In a programming course I investigated minimization of nondeterministic finite automata (NFA). This gave rise to a paper at TACAS '95. The paper is about two particular types of canonical forms of NFA, among which minimal NFA can be found.
In my masters thesis, I investigated picture languages. A picture is a matrix over a finite alphabet and thus the two-dimensional analogue to a word. A picture language is a set of pictures. This thesis is chiefly concerned with the transfer of the known definitions and results of regular word languages to this two-dimensional case. A few of these ideas were presented STACS '97.

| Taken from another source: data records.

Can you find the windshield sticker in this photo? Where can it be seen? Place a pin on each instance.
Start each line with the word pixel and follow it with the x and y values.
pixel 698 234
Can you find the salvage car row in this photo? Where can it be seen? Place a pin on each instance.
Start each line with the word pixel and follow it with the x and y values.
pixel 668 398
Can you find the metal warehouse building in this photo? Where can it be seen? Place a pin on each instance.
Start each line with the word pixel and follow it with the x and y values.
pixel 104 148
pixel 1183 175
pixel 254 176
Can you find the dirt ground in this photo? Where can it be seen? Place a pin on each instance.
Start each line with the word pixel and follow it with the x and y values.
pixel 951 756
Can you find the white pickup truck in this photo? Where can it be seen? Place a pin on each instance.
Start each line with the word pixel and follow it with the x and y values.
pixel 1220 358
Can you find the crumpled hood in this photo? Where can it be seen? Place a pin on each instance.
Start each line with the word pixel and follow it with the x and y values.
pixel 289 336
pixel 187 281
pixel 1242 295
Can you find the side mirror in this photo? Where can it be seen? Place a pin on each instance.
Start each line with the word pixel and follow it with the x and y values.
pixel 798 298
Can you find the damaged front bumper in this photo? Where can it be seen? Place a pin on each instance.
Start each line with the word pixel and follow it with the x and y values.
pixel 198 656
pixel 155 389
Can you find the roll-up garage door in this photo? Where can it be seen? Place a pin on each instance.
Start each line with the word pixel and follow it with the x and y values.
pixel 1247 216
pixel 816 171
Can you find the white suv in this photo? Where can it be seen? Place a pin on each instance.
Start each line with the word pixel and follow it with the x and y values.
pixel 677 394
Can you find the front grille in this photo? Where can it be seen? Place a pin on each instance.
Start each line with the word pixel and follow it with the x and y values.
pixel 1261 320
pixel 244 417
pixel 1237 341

After my masters thesis, I investigated monadic second-order logic on pictures and other structures, in particular the potential increase of expressiveness when allowing more and more monadic quantifier alternations. There is certain relationship to the subject of my masters thesis: the existential fragment of monadic second-order logic over pictures coincides with the notion of recognizability.
My supervisor and I showed that more quantifier alternations give strictly more power. This fact is known as the ``strictness of the monadic quantifier alternation hierarchy'' answering an open question of Fagin (see list of open problems in Finite Model Theory). The strictness of this hierarchy is related to the (un-proven) strictness of polynomial hierarchy.
I also have further results that give a finer analysis of the monadic quantifier alternation hierarchy, in particular concerning the first-order closure introduced by Ajtai, Fagin, and Stockmeyer in a Research Report and at STOC '98. Parts of these results are published in a technical report.
Apart from these results on ``finite model theory'', I am still interested in questions motivated from formal language theory. A few results (about starfree picture languages) solving open problems of Giammarresi/Restivo and my masters thesis have been published in the proceedings of FoSSaCS '98.